Since the business can’t open a bank account, it has to operate on a purely cash basis, making it a target for robbery — and just a huge pain in the butt for people keeping the books.

Making matters more complicated, some state and local agencies won’t accept cash payments for required taxes and licensing fees.

The owner of the Colorado shop had been operating a legal dispensary even before the recent change in state law. He tells Bloomberg that his business had an account with Wells Fargo until 2011, but then the bank decided to stop doing business with dispensaries, regardless of local laws.

Since then, he’s been paying cash for his $45,000/year licensing fees and $35,000 in state and local taxes.

“They’re encouraging cash operations, which are a threat to public safety, and much more difficult to track and audit,” says the executive director of the National Cannabis Industry Association to Bloomberg. “Wherever you stand on the marijuana issue, it serves everybody’s interest to have banking access.”

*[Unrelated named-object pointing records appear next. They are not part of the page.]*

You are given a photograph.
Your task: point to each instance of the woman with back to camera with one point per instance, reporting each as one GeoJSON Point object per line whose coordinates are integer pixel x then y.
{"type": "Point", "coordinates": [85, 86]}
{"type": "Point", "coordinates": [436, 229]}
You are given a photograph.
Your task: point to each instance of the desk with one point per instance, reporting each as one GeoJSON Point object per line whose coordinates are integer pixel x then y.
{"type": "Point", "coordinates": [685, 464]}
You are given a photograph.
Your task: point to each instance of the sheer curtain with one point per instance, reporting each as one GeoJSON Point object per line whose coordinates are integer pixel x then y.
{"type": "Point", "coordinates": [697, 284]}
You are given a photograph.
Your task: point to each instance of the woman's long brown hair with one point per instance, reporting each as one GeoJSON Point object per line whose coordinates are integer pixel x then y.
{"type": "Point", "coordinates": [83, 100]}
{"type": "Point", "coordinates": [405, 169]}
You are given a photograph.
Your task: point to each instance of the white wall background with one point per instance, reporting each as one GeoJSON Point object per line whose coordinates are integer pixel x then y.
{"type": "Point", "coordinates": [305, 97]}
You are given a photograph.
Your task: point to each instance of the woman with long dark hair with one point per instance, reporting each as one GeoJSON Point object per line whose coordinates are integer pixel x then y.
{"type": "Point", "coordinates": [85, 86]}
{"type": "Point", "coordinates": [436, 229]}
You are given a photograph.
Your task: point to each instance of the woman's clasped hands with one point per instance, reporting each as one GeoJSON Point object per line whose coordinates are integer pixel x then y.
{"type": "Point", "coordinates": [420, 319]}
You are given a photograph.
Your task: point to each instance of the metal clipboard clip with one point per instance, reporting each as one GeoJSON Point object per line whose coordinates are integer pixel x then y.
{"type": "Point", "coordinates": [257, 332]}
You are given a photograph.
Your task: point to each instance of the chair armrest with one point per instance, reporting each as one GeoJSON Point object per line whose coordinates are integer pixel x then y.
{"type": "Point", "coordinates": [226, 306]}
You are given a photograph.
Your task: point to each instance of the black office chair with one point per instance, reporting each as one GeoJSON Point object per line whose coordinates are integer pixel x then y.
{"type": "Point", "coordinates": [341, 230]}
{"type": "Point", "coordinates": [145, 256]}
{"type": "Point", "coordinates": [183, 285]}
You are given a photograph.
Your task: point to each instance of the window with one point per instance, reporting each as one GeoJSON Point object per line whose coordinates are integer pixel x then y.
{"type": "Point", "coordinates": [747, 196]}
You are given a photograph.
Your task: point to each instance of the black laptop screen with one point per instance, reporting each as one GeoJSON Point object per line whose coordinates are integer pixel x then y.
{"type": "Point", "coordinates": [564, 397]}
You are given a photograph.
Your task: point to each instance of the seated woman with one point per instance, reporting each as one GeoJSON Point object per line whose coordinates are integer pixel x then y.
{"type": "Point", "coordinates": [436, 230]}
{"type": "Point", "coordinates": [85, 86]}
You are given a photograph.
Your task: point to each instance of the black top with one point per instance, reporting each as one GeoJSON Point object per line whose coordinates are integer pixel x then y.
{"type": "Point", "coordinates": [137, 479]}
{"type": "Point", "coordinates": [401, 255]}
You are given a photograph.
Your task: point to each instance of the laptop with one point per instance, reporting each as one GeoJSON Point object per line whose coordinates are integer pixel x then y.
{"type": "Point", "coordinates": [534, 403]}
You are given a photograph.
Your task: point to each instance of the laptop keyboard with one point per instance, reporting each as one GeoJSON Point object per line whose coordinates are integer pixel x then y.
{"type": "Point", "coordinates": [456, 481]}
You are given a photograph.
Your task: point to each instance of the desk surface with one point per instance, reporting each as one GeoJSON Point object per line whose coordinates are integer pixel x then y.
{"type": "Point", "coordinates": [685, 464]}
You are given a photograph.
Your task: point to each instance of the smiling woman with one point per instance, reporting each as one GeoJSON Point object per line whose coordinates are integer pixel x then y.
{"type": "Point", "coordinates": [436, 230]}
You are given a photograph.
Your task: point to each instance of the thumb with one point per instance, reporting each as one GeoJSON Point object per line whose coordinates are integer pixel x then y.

Business owners can try to hide the nature of their marijuana shop by putting it inside a shell business with an innocuous name and not telling the bank.

“As long as the bank doesn’t find out, you should be safe,” explains the director of the California office of the National Organization for the Reform of Marijuana Laws. “Or you can use a family account or a personal account. Some people have another business on the side and they use that account.”

But once the bank finds out, expect to have that account closed right away.

A rep for the Colorado Revenue Dept. says some local banks have begun allowing marijuana-selling businesses to open accounts, though these institutions risk losing their federal deposit insurance and possibly their charter if caught.

Banks are supposed to file Suspicious Activity Reports on transactions and deposits related to proceeds from the sale of controlled substances, says the FDIC.

The Liquor Control Board in Washington state, where pot was also recently legalized, says it is now prepping itself for what it expects could be the problematic intake of cash from bank-less marijuana sellers.

“We’ll need to be prepared to accept potentially large amounts of cash,” a Board rep tells Bloomberg. “Do we suddenly have to have armored-truck service? That’s a potential.”

Congressman Jared Polis of Colorado recently introduced legislation that would remove the Schedule I controlled substance designation from marijuana.

“We want to make sure they have access to the same type of banking facilities as other businesses,” explains Polis.